Over the past few years, student unemployment has remained stubbornly high, roughly 12 per cent overall and a startling 14 per cent in Ontario. This number reflects both students in the school system looking for summer employment and students who have graduated and are taking their first serious step into the labour market.
In the rest of the world, young people are battling even more significant employment issues.
In the U.S., for example, 16 to 24-year-olds are facing an 18 per cent unemployment rate while the under-25-year-old group in Europe faces a staggering 20 per cent unemployment rate.
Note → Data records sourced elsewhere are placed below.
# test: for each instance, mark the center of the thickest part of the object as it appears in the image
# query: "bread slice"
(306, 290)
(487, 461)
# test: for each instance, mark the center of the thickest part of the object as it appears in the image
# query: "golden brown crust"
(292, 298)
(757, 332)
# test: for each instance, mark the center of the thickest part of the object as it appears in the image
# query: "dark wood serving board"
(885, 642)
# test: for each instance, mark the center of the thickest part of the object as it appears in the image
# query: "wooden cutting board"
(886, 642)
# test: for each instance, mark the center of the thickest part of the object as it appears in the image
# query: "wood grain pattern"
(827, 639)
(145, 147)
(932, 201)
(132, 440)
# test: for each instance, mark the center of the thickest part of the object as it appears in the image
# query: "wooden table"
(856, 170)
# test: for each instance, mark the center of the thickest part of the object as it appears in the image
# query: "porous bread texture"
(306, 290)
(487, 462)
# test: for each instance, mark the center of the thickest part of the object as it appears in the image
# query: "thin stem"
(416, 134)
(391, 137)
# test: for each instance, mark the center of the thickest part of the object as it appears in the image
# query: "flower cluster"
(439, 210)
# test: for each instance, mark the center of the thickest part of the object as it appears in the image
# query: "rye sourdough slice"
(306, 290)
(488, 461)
The only European countries to buck the high youth unemployment trend are Germany, Austria, Switzerland and Denmark. With an average of only eight per cent youth unemployment, these countries are ensuring that young worker are not left struggling after graduation but are connected quickly to the labour market largely through a deeply rooted and successful apprenticeship program. The German/Austrian/Danish model seamlessly transitions youth from school to the workforce
Interestingly, a recent National Apprenticed Trades Survey shows that, unlike its European counterpart, the average age of Canadians entering an apprenticeship is 27. This data clearly shows that apprenticeship in Canada does not integrate students into the workforce but is the means by which individuals without post-secondary training are able to re-access a training system to improve their overall employability.
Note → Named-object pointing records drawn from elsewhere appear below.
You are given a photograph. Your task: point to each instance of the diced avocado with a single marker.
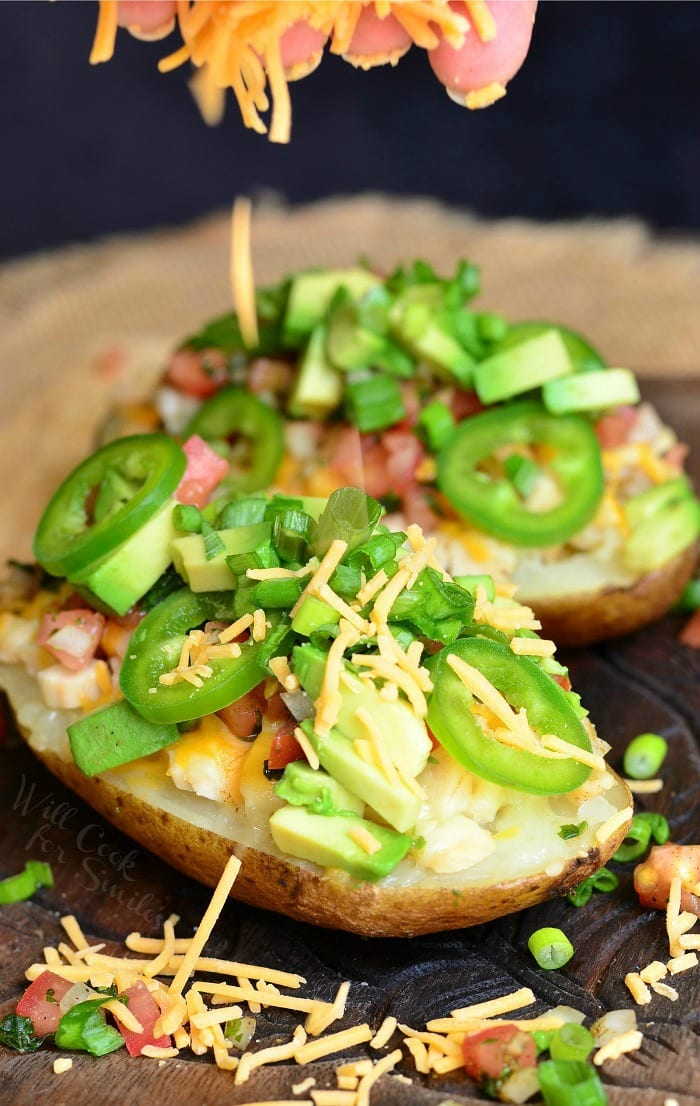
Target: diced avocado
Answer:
(302, 785)
(665, 527)
(319, 386)
(522, 367)
(414, 323)
(395, 802)
(310, 296)
(404, 733)
(330, 841)
(312, 614)
(215, 575)
(591, 392)
(127, 573)
(114, 736)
Employers in Canada seem to show a marked preference for older apprentices who have significant work experience and there is concern among experts that trying to change the apprenticeship system in order to better transition students from school to the labour market may have the unwelcome effect of reducing the ability of older workers to improve or upgrade their skills or re-enter the labour market with higher level of employability.
The bottom line, however, is that youth between the ages of 16-24 are left floundering in an ever more hostile employment world.
Although there is nothing wrong with working at low level jobs to earn a living, experts warn that long term underemployment has the unwelcome side affect of blighting the future economic health and well being of our young people and consequently our economy.
Ask the many parents and grandparents who are facing retirement or diminished income while at the same time supporting children who cannot earn enough to pay the rent.
Perhaps it’s time that Canadians had a coast-to-coast dialogue about how to better integrate youth into the workforce; how to ensure that young people have better access to meaningful jobs that provide a living wage and place them firmly on the path to success. If we don’t start this conversation, we may be the means by which the growing economic divide also cripples the generation of the future.